What would you do if your child was diagnosed with a fatal disease? This week's Everyday Hero turned from fighting to help her child to helping other children fight cancer.

Amber Larkin has albums filled with happy pictures of her son, Noah.

"He was this old soul," she said. "Anybody that met him was just floored by this child."

Amber remembers exactly when her life, along with then-6-year-old Noah's, were turned upside down when a hospital visit for a sudden illness led to brain scans.

"I turn the corner, and I see a doctor standing there with a silhouette on a computer monitor of my son's head, and a golf ball sized tumor in the center of it," Amber recalled.

Then came surgery and harsh radiation, but during remission there were happy times for the ray of light she calls "My Jedi Noah."

"People just came out and said, 'What can we do? How can we help you?' And as much joy as we could pack in, we absolutely did," Amber said.
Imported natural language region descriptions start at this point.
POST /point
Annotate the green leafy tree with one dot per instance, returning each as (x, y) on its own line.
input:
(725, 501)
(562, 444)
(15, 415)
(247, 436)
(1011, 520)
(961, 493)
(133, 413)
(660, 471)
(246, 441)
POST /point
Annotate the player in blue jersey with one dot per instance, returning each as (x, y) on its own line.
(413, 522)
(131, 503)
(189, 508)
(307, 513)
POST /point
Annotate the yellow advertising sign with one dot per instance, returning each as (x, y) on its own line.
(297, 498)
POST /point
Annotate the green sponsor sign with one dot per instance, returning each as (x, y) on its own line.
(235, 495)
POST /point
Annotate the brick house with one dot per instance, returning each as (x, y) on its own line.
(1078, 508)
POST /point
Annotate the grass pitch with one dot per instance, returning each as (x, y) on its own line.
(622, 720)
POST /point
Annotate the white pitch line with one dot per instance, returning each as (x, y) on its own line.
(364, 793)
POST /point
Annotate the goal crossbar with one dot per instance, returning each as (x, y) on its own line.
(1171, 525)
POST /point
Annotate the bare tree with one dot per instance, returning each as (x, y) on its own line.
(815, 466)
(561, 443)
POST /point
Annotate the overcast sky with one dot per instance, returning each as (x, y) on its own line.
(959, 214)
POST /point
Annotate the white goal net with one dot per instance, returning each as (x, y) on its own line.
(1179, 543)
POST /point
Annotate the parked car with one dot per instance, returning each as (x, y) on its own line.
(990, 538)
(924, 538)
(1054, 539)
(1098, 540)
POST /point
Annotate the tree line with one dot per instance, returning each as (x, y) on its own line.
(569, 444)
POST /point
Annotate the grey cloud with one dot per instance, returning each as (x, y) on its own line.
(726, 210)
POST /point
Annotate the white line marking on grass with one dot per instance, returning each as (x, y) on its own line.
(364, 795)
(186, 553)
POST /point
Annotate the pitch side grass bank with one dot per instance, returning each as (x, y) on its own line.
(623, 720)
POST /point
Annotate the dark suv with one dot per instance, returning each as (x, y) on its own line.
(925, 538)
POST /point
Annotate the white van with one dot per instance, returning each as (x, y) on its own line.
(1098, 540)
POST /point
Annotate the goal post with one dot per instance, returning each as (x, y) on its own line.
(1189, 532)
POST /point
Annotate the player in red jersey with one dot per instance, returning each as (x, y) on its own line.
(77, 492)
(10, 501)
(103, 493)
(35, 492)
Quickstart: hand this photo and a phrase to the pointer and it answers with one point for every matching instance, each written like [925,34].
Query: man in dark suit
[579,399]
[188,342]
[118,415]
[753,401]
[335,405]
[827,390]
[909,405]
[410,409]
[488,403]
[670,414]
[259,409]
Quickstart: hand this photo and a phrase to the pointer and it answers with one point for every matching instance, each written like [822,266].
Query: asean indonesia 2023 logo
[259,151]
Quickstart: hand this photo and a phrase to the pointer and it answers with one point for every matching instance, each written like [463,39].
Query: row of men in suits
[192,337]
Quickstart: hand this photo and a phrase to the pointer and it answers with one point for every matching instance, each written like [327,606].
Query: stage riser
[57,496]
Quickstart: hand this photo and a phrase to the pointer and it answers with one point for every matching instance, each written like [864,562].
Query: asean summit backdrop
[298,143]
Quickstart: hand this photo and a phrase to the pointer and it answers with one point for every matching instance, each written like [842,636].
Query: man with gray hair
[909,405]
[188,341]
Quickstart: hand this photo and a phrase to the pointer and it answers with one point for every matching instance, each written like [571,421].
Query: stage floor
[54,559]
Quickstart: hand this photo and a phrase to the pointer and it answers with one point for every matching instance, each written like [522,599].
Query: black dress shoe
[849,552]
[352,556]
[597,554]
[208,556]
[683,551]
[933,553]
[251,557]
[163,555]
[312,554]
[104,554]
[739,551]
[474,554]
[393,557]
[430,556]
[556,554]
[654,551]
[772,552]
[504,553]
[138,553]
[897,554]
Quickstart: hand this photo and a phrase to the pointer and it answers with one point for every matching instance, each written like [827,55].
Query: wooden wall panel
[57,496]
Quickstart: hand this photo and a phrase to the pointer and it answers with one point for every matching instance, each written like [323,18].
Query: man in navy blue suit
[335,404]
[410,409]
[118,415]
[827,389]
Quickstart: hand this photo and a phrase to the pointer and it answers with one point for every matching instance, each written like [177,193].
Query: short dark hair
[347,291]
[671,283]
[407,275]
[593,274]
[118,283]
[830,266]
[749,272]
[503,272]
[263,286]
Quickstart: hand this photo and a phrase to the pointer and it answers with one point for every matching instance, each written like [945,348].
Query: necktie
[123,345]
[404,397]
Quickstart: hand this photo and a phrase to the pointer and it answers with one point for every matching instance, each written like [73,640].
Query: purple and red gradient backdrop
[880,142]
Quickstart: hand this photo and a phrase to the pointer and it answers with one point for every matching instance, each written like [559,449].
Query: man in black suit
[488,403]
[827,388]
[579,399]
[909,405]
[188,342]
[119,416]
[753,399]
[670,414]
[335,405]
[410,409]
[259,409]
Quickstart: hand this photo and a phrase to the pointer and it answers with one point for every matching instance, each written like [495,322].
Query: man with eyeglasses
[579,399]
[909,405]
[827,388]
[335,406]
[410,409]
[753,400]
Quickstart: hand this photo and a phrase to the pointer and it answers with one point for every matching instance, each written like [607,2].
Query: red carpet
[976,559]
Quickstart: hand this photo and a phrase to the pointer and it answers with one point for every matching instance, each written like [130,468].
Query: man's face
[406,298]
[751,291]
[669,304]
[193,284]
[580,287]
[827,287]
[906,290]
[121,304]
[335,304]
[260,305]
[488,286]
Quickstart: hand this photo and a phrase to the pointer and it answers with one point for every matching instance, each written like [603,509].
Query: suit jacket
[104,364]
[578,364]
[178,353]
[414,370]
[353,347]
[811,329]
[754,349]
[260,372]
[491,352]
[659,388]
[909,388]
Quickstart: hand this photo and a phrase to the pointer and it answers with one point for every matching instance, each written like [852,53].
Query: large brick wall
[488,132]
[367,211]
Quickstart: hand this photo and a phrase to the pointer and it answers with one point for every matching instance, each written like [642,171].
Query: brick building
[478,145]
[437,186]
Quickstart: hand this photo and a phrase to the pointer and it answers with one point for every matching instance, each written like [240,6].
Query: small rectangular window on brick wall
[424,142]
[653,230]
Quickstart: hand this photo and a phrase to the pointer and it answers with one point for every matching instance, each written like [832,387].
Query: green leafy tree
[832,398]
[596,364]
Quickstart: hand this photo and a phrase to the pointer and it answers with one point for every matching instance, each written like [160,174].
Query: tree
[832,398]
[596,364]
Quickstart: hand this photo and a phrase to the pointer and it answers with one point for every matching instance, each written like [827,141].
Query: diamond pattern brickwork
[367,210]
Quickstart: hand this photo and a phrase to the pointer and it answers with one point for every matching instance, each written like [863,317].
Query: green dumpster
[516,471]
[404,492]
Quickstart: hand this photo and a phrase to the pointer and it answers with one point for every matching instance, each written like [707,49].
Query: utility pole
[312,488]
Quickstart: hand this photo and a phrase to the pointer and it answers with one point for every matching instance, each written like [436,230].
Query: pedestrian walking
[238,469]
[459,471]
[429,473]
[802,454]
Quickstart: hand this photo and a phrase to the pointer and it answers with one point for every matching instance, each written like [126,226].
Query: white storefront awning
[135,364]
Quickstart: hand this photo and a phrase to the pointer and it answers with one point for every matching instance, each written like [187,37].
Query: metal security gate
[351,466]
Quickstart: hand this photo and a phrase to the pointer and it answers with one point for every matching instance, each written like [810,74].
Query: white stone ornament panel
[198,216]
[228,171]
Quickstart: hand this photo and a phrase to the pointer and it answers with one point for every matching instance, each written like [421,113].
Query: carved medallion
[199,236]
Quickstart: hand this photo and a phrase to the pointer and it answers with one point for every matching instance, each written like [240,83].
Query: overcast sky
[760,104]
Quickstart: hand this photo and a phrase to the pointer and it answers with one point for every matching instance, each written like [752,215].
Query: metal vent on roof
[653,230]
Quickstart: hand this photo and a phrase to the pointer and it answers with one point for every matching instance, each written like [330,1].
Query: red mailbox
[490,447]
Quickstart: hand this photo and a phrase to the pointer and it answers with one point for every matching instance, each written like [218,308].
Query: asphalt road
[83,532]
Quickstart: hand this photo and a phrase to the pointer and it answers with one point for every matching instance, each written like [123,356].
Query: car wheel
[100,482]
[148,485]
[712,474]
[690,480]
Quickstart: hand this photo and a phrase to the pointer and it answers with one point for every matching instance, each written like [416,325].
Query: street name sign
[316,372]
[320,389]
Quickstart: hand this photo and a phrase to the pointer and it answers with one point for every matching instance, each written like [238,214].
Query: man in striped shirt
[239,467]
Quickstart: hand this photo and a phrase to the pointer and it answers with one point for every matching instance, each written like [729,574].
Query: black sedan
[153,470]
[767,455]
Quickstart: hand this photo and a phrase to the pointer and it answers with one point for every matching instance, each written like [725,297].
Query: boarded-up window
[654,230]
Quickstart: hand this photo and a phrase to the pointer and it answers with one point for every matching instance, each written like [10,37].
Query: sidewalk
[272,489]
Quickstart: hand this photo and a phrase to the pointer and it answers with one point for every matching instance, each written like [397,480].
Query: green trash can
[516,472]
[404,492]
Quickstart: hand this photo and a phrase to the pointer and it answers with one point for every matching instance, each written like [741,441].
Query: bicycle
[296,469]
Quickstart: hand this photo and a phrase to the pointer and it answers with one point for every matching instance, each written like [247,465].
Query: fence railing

Amber was inspired to launch the Noah's Light Foundation to raise money for pediatric cancer research and back a promising experimental therapy at the University of Texas M.D. Anderson Cancer Center. But this new opportunity advancing hope, or "Noah protocol," could not be delivered in time.

"On May 29, 2012, my Noah was not the first one to receive the Noah protocol," Amber said. "Instead he received his wings, and he was free from cancer forever."

But Noah's actual cancer cells did help prove the treatment can work. Now, by harnessing NK or "natural killer" cells to destroy cancer, the hope is that, one day, many forms of the disease be cured.

"I am so excited, because we know some of the families that will be my Noah, the first one to do this, and that will be an amazing day for me," Amber said.

The University of Texas M.D. Anderson Cancer Center has received approval from the Food and Drug Administration to treat its very first group of pediatric patients with the "Noah protocol" later in February.